Selon la médecin, les équipes engagées dans la riposte manquent parfois d’équipements pourtant indispensables à la prise en charge des patients.

« On manque de moyens de base. On a des gens qui n’ont pas les gants, juste pour prendre en charge les personnes », explique-t-elle.

MSF peine à suivre la progression de l’épidémie

Face à l’urgence, Médecins Sans Frontières a déployé des moyens pour renforcer la prise en charge des malades et assurer la protection de ses équipes. Mais l’organisation humanitaire peine à étendre ses interventions au même rythme que la progression de l’épidémie.

« On est tous à courir derrière l’épidémie. Au niveau de MSF, on a mis en place des moyens pour faire de la prise en charge. On fournit les équipements de protection à nos équipes, mais on n’arrive pas à étendre nos activités aussi vite que la maladie s’étend », poursuit la Dre Margot Grelet.

L’épidémie aurait débuté à la mi-mai en République démocratique du Congo, avec un foyer important dans la province de l’Ituri, avant de toucher une zone géographique beaucoup plus vaste.
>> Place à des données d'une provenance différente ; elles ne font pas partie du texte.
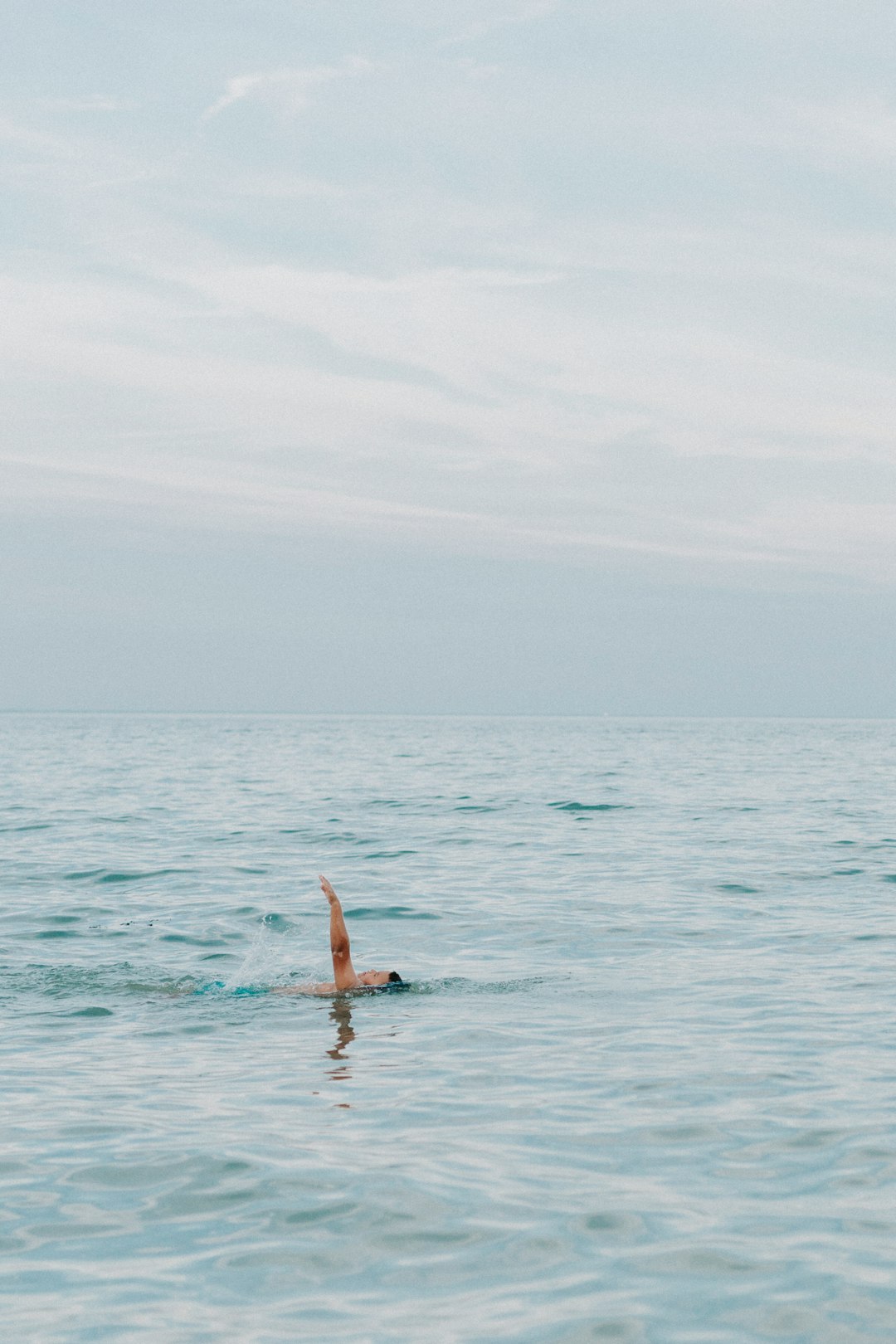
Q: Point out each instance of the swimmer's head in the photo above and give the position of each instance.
(381, 977)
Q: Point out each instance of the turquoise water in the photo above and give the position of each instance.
(642, 1086)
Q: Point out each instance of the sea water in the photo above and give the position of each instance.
(641, 1088)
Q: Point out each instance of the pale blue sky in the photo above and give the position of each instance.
(492, 357)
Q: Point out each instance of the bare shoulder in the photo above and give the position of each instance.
(329, 988)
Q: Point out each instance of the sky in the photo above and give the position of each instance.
(492, 357)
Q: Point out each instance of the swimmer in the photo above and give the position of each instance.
(344, 975)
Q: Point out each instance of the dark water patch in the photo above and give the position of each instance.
(388, 913)
(592, 806)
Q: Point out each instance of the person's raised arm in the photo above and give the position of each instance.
(344, 972)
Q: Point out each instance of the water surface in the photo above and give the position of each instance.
(642, 1086)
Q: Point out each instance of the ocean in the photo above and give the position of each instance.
(641, 1085)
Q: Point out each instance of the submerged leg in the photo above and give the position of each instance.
(344, 972)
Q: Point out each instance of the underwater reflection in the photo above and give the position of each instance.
(340, 1014)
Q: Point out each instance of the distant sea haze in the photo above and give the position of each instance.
(640, 1086)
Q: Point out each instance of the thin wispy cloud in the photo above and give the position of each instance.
(288, 90)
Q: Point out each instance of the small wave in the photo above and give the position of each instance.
(592, 806)
(105, 877)
(388, 913)
(139, 877)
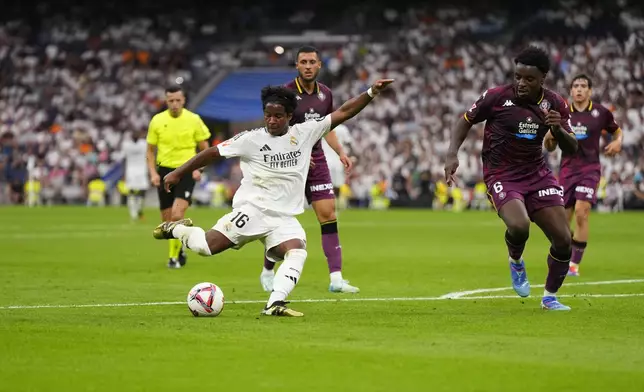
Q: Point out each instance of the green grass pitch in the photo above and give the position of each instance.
(79, 256)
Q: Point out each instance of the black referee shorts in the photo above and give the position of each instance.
(183, 190)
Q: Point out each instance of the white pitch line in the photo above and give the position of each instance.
(459, 294)
(313, 300)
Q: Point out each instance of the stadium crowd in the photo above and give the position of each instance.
(71, 92)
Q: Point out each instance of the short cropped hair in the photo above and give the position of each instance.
(307, 49)
(174, 89)
(584, 77)
(535, 57)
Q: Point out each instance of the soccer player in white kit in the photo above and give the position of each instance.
(275, 161)
(136, 173)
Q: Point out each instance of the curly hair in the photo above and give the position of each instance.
(281, 96)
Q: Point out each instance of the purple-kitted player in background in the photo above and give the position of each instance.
(581, 171)
(519, 182)
(314, 101)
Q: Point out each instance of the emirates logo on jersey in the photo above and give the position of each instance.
(311, 115)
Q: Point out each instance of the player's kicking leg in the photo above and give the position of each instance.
(294, 254)
(552, 221)
(253, 226)
(515, 216)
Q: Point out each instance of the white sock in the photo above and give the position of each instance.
(288, 274)
(547, 293)
(131, 205)
(139, 205)
(194, 238)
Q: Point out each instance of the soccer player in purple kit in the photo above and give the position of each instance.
(314, 101)
(520, 185)
(580, 172)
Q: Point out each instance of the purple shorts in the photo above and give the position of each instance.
(318, 182)
(579, 187)
(538, 192)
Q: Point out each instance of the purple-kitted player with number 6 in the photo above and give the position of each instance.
(520, 184)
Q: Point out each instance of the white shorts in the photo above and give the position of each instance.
(248, 223)
(338, 175)
(137, 181)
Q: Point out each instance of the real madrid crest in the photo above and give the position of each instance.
(544, 105)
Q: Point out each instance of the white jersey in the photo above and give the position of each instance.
(136, 168)
(275, 168)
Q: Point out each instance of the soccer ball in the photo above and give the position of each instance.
(206, 299)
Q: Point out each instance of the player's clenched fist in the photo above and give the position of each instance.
(380, 85)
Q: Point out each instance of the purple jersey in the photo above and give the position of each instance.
(311, 107)
(588, 125)
(514, 132)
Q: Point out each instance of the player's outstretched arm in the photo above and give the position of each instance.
(356, 104)
(204, 158)
(458, 137)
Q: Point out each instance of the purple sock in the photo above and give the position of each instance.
(578, 248)
(557, 269)
(331, 245)
(515, 246)
(269, 265)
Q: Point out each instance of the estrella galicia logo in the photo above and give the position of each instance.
(581, 131)
(527, 129)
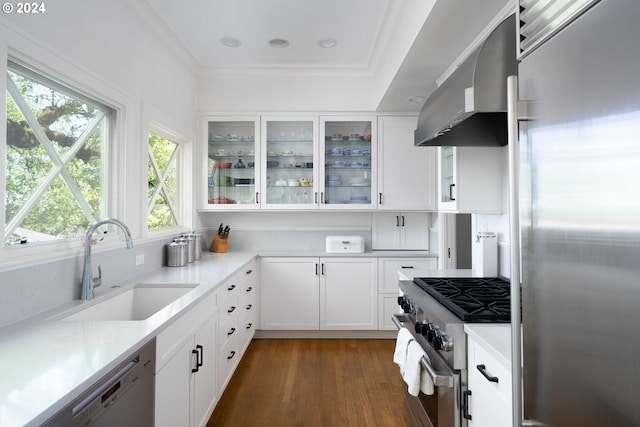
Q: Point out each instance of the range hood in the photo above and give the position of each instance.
(470, 107)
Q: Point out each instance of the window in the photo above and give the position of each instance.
(163, 175)
(56, 158)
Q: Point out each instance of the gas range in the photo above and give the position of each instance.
(438, 308)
La souche identifiée est le virus Ebola Bundibugyo, une variante déjà impliquée dans de précédentes flambées épidémiques en Afrique.

Comme les autres formes de maladie à virus Ebola, l’infection peut notamment provoquer de la fièvre, des maux de tête, des vomissements et des diarrhées. Dans les formes sévères, des manifestations hémorragiques peuvent également apparaître.

Kinshasa mise sur le vaccin Ervebo

Face à la progression de la maladie, les autorités congolaises, en collaboration avec leurs partenaires internationaux, ont décidé d’intégrer la vaccination dans leur dispositif de riposte.

Une cargaison de 16 000 doses du vaccin Ervebo est arrivée à Kinshasa. Ce vaccin a notamment été largement utilisé lors de précédentes épidémies d’Ebola en RDC, notamment entre 2018 et 2020.

Le ministre congolais de la Santé, Dr Samuel Roger Kamba, a expliqué que cette décision avait été prise après consultation des scientifiques.

« Nous avons, dans notre planification, décidé, avec l’avis des scientifiques, d’utiliser le vaccin Ervebo, qui a déjà été utilisé plusieurs fois, notamment de manière très importante pendant l’épidémie de 2018 à 2020 », a-t-il déclaré.

Ervebo a cependant été développé contre une autre espèce du virus Ebola. Son niveau d’efficacité contre la souche Bundibugyo constitue donc un enjeu scientifique majeur dans la stratégie actuellement envisagée.

Pour les autorités et les équipes médicales, l’utilisation de ces doses représente néanmoins un nouvel espoir pour renforcer la protection des personnes les plus exposées.

Une riposte compliquée par l’insécurité

Au défi sanitaire s’ajoute celui de l’insécurité dans certaines zones touchées. Les équipes médicales doivent intervenir dans des régions où opèrent plusieurs groupes armés, rendant parfois difficiles les déplacements, le suivi des contacts et l’accès aux populations.

Dans ce contexte, les professionnels de santé tentent simultanément d’isoler les cas, de prendre en charge les malades, de protéger le personnel médical et de limiter les nouvelles contaminations.

Le témoignage de la Dre Margot Grelet met ainsi en évidence l’un des principaux défis de cette nouvelle crise sanitaire : alors que la maladie progresse, les moyens humains, logistiques et matériels disponibles sur le terrain restent insuffisants pour permettre aux équipes médicales de suivre rapidement son expansion.